Thursday's Government announcement was based on its broad acceptance of a report on HSR by the Whitehall-commissioned HS2 company, which provided a highly-detailed routing and costing for a London-Birmingham HSR line as well as broader options for high-speed lines north of the West Midlands.
Lord Adonis said the Government endorsed the HS2 London-Birmingham route subject to further work which he has commissioned on mitigating local impacts and to subsequent public consultation.
The line will go through part of the Chiltern Hills in Buckinghamshire - a Tory heartland and area of natural beauty. Lord Adonis said he was publishing details today of an exceptional hardship scheme for those whose properties might be directly affected by the new line.
There will also be further work to find ways of reducing construction costs and to consider options for connection to the wider European high speed rail network.

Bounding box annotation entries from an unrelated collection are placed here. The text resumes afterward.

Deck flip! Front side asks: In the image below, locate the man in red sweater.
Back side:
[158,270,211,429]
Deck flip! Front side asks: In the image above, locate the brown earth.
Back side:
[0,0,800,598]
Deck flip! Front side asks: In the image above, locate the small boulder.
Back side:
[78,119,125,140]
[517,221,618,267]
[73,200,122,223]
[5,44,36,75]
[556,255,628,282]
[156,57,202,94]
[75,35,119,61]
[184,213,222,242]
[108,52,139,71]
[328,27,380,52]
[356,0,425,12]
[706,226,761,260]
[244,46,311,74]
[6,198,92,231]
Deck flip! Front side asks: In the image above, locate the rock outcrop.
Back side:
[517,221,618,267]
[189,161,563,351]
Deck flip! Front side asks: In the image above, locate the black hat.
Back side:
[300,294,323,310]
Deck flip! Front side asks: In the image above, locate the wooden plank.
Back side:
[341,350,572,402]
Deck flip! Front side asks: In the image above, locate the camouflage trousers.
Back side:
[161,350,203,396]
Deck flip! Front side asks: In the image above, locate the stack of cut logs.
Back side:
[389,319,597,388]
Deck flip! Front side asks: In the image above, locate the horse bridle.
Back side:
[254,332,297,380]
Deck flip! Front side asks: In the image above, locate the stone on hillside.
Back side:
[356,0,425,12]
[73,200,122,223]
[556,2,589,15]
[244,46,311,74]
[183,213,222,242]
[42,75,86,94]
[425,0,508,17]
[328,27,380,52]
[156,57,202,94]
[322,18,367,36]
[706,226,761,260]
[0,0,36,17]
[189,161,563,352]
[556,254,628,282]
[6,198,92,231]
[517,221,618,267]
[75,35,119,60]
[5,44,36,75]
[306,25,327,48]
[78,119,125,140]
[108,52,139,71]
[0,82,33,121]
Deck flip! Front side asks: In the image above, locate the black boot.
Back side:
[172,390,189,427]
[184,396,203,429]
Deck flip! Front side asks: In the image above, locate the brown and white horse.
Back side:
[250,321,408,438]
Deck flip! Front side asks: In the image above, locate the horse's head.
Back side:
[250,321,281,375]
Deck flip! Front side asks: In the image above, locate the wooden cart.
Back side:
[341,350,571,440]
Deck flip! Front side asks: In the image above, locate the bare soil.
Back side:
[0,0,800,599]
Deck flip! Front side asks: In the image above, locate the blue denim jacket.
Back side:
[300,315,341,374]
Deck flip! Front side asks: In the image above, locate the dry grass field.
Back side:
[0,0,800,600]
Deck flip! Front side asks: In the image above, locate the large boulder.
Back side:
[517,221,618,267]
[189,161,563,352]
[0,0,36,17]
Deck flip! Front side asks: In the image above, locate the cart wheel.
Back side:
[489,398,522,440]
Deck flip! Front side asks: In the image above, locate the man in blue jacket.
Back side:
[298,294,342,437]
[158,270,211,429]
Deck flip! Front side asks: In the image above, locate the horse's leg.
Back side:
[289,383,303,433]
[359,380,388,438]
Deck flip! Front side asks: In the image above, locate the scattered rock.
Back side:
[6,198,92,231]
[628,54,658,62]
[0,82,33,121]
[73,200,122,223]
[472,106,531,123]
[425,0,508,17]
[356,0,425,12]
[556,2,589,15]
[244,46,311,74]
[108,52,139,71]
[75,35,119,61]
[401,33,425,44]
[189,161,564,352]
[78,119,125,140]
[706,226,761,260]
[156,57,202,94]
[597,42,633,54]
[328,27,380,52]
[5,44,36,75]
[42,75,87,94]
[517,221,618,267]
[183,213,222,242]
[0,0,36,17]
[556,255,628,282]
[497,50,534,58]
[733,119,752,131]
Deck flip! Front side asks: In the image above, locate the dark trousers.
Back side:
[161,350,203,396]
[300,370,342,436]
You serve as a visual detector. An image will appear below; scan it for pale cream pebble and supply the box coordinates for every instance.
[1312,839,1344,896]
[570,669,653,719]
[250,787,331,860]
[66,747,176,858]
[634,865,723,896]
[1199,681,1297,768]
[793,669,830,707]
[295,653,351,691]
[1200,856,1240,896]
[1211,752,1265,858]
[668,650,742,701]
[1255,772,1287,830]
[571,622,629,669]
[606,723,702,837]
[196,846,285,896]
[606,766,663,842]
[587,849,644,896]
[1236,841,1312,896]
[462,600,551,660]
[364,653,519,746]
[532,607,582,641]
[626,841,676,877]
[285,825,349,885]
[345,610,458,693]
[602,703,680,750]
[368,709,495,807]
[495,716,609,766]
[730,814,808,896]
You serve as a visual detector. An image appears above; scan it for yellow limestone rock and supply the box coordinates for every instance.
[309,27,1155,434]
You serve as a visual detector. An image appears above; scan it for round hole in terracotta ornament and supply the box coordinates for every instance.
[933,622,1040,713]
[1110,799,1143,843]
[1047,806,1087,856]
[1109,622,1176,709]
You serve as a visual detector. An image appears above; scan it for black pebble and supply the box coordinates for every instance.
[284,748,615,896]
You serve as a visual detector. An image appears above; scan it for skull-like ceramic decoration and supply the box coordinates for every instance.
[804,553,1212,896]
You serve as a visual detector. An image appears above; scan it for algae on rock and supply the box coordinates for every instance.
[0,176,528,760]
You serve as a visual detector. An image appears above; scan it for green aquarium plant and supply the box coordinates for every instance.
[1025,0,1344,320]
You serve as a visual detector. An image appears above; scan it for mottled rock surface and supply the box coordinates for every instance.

Network Rail chief executive Iain Coucher commented: "There is now a broad political consensus that Britain must have a high-speed rail future. High-speed is a vital part of a modern, dynamic economy. By slashing journey times, high-speed rail can drive economic growth and boost jobs. It would also take cars and lorries off the road, cut domestic flights and release capacity on the existing rail network; transforming services even for those communities not served directly by a high-speed line."